Entertainment

Marvel Television Officially Folded into Marvel Studios

Stan Lee Still True Believin'

After months of speculation, and after a rocky road of cancellations and changes, it’s now official that Marvel Television as a department, formerly headed by Jeph Loeb, is being transitioned to carry on directly beneath the Marvel Studios banner, under new Chief Creative Officer Kevin Feige.

One of the biggest questions is whether the remainder of the previously announced Marvel Television projects—such as the live-action Helstrom and the animated Tigra & Dazzler, M.O.D.O.K. and Howard the Duck series, would be cancelled. “The decision has been made to complete Marvel TV projects that are currently in production, but not continue with any further development,” is Marvel’s statement on the matter.

Also, rather surprisingly, Marvel Television head Jeph Loeb will remain in charge through the transition, with plans to finally take his long-announced departure in 2020. Unfortunately, some of the current Marvel TV staff is also expected to be laid off as the department transitions.

The biggest question fans have is how will this change affect the planned series for Hulu? Will they be integrated into the Marvel Cinematic Universe like the planned Disney+ series will be, or will they be allowed to exist separate from the main universe? Perhaps they will take place in alternate dimensions of the expanding Marvel Multiverse that Feige has in mind for the MCU?

There are pros and cons to both approaches. If Feige hopes to integrate all these new series into the MCU Multiverse, there will be plenty for fans to watch and re-watch as they discover all the interconnected aspects of the shows with the Disney+ shows and the MCU movies. This also creates a unified vision of all things Marvel, and characters and stories can be shared between the projects to make sure nothing disappoints. Plus, the probable continued great financial success of the movies can support the budgets of the series being produced for television streaming. Further, if one show proves a particular hit on television, it would be able to make the transition to the big screen of the MCU more smoothly.

If Feige decides that these shows, particularly the ones on Hulu, should have their own distinct identities, and not necessarily be tied to the MCU proper, it allows for greater diversity.
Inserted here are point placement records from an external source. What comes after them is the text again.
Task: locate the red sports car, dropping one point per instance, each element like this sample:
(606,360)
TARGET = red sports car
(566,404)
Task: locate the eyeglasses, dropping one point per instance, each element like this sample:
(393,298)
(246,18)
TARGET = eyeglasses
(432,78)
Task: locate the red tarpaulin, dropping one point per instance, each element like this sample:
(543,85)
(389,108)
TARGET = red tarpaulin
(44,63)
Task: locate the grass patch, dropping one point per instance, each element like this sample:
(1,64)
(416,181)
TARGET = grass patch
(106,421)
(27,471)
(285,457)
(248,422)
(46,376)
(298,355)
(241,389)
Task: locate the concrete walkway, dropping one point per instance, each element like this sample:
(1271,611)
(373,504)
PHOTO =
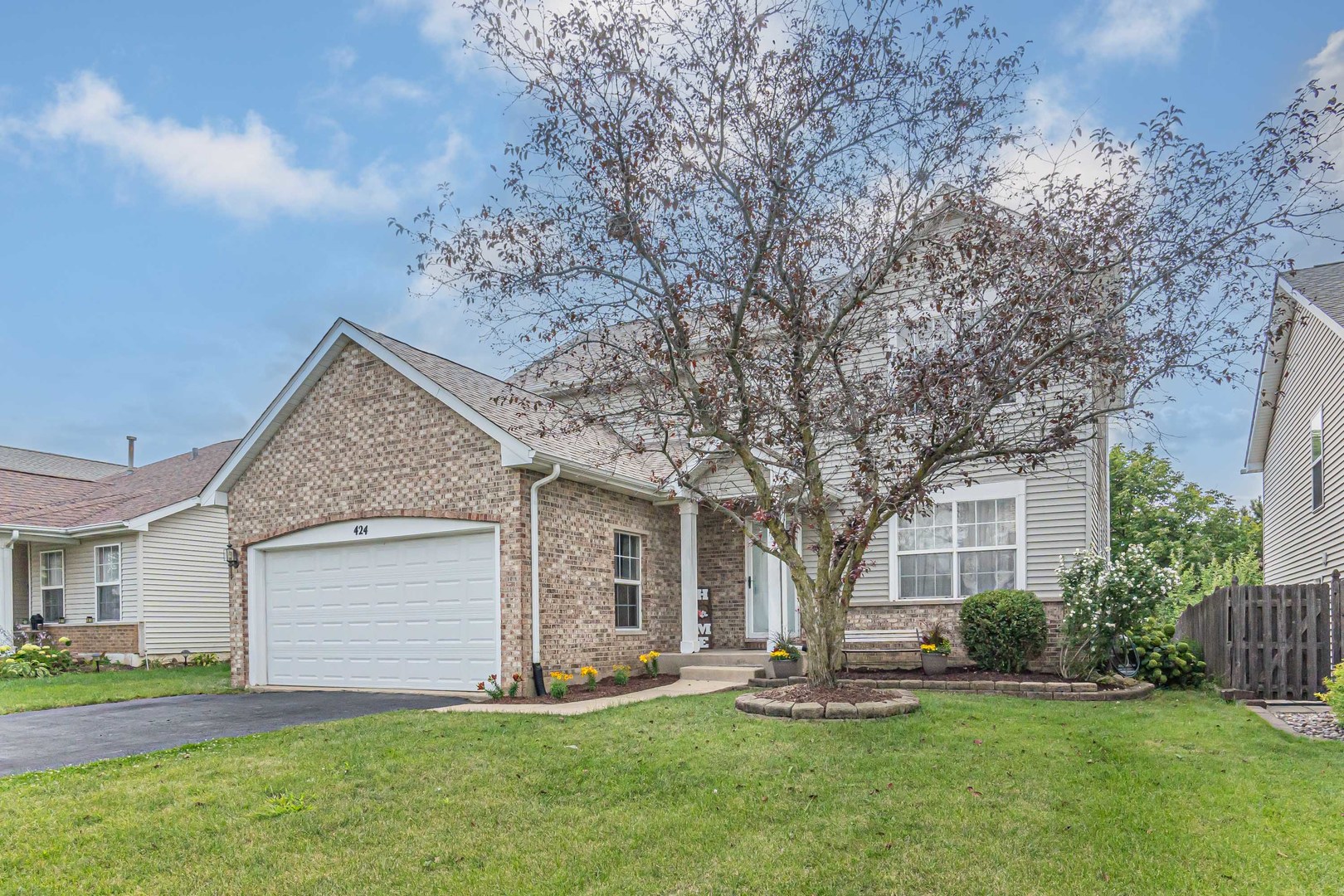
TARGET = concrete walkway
(682,688)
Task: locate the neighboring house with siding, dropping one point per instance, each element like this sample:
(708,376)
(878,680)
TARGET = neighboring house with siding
(385,507)
(1298,430)
(119,559)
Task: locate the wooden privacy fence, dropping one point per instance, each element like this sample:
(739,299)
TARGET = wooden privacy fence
(1276,640)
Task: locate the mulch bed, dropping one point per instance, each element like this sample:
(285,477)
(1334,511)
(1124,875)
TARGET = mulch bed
(843,694)
(605,688)
(957,674)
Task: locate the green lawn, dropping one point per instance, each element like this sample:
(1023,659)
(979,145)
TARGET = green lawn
(80,688)
(968,796)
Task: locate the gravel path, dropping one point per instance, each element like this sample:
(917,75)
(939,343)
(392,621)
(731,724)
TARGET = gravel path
(1313,724)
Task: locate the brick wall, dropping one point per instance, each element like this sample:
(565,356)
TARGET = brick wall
(723,571)
(89,640)
(578,598)
(368,442)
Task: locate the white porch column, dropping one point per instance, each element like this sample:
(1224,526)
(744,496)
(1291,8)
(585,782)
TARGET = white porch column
(689,512)
(7,589)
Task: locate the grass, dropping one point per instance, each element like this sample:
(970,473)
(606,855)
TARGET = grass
(1179,793)
(81,688)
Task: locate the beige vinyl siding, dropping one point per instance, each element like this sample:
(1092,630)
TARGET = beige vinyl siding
(80,601)
(1303,544)
(187,583)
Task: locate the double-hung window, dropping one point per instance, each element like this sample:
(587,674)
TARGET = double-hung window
(968,543)
(628,579)
(106,581)
(51,574)
(1317,461)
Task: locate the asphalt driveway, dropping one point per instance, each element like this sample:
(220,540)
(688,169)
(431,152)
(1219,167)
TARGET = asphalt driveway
(73,735)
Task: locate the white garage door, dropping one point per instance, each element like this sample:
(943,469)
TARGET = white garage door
(407,614)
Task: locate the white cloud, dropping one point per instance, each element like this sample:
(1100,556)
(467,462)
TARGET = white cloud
(1328,65)
(247,173)
(340,58)
(1132,28)
(382,90)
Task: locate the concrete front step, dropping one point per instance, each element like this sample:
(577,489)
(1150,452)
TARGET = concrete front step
(737,674)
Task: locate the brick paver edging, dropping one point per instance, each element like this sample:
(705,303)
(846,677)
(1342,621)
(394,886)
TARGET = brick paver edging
(1075,691)
(898,704)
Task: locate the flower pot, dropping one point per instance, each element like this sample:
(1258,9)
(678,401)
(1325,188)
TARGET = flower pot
(936,664)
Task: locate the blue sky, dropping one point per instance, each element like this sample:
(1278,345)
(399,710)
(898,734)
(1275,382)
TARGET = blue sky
(192,192)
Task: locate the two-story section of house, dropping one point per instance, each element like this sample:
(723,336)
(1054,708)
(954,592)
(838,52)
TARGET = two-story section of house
(1298,426)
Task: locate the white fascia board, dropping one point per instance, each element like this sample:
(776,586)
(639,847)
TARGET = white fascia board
(513,450)
(593,476)
(141,523)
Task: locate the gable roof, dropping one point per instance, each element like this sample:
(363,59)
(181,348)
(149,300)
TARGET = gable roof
(1312,290)
(45,501)
(531,430)
(62,465)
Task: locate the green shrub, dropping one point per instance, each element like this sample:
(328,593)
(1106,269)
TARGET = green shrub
(1003,631)
(1166,661)
(1333,694)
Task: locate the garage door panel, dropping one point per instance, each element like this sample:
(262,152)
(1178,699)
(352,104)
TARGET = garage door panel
(421,613)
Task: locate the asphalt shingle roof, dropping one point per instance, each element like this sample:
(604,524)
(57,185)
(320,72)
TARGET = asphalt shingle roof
(27,499)
(1324,285)
(538,422)
(62,465)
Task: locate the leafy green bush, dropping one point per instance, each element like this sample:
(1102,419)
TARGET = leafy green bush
(1333,694)
(39,659)
(1166,661)
(1003,631)
(1103,598)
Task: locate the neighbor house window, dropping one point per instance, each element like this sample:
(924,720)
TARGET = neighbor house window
(1317,461)
(106,581)
(628,577)
(960,548)
(51,577)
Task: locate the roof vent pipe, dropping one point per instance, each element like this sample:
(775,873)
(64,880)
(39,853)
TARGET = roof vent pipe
(537,582)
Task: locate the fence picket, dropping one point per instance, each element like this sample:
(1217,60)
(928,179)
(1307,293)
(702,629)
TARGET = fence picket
(1277,641)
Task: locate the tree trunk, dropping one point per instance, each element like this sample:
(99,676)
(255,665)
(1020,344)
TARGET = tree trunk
(824,624)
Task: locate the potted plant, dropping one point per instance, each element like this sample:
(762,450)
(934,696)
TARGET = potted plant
(785,657)
(934,646)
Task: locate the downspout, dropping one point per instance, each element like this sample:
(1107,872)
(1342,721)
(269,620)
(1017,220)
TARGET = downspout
(537,582)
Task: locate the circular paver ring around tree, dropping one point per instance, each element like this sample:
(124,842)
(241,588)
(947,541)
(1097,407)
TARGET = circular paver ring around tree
(893,703)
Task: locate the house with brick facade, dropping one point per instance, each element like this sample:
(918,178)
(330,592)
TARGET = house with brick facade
(403,522)
(123,561)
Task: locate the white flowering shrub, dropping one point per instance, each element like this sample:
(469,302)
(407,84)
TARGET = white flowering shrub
(1105,599)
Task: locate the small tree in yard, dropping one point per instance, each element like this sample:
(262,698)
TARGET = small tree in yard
(796,247)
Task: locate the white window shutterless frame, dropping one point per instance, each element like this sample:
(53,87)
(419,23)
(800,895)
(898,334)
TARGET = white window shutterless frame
(106,582)
(972,540)
(51,578)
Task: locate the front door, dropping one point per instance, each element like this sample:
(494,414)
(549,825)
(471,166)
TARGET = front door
(772,599)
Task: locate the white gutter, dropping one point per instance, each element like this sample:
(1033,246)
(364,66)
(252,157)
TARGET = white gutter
(537,568)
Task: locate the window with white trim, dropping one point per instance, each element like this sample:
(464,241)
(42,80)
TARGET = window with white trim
(1317,461)
(628,579)
(106,582)
(958,548)
(51,578)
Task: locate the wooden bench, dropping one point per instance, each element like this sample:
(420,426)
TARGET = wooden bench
(889,641)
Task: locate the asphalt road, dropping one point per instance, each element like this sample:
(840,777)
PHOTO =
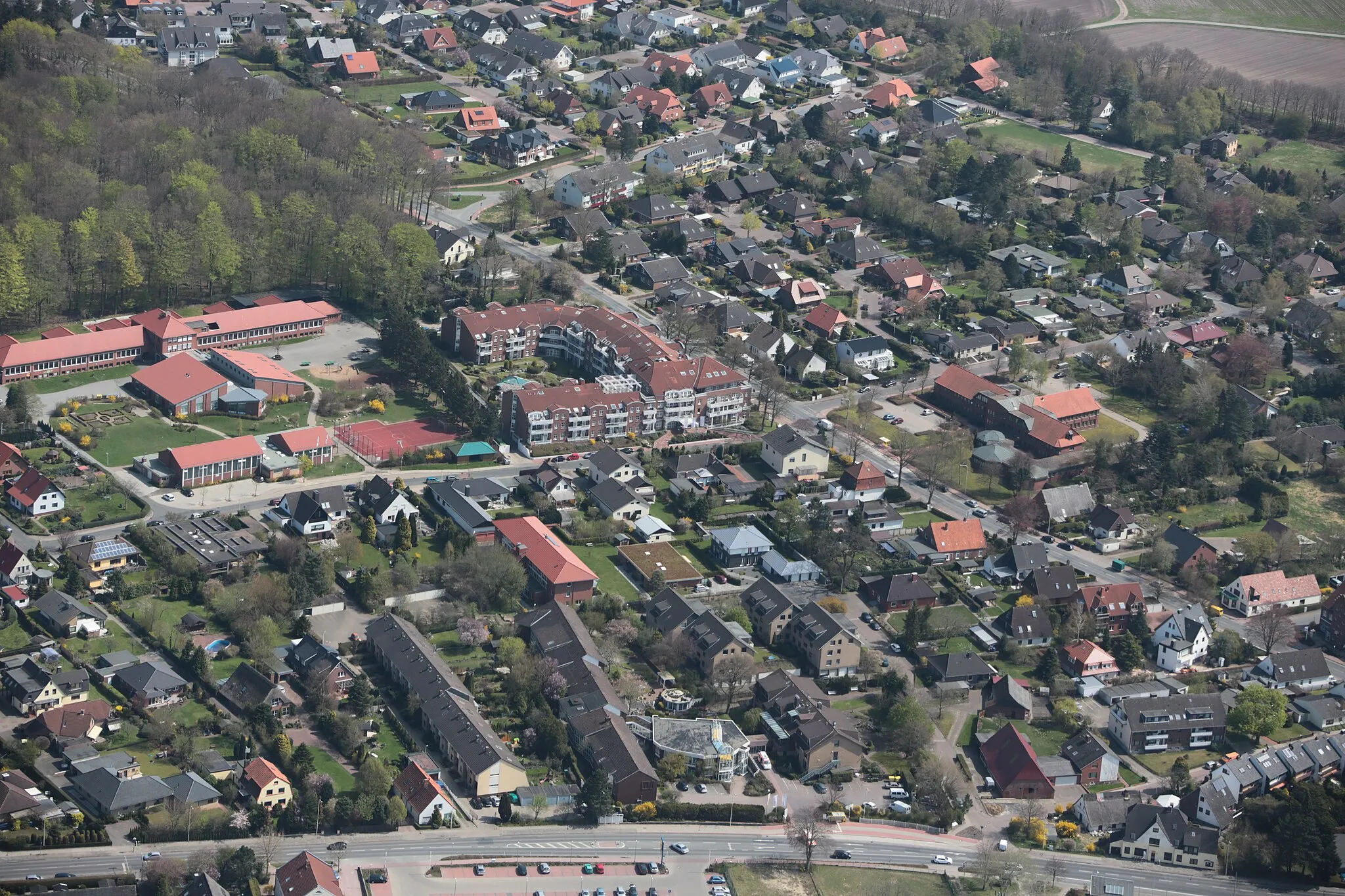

It also presents greater risk, if the vision of one show diverges from the MCU so radically that it can’t support or be supported by the financially successful MCU. But if a divergent show turns out to be a major hit, it could also be brought to the big screen and explored as an entirely new approach to the Marvel Cinematic Universe. It might even open up a new aspect of the Marvel Multiverse never thought of or explored before. This creates tremendous possibilities, including down the line a possible reboot of many of the established MCU heroes in a new, fresh and exciting way. In other words, maybe Tony Stark as Iron Man could come back, only this time he’d be different (and played by an actor other than Robert Downey Jr.).

Whether Feige unifies all the television shows to fit into his overall vision of the MCU or allows each show to break new ground and be as different and variable as it can be, the best outcome of this difficult transition will be quality control. Many of Marvel TV’s previous projects have gone out to different companies, from ABC to Netflix to Freeform to various other outlets.  Sometimes budgets on these projects have resulted in varying quality of said shows, to their detriment. Under one banner, this quality control can be tighter. Whether a show ends up on Hulu or Disney+, it will likely be made with equal investment and organization. This means that it won’t be the budgets or other production factors, but simply the quality of the characters and stories that generate the success of each show.

It will be interesting, as we enter 2020, to see how this integration is handled as we look forward to over a half dozen new Marvel shows on Hulu and Disney+.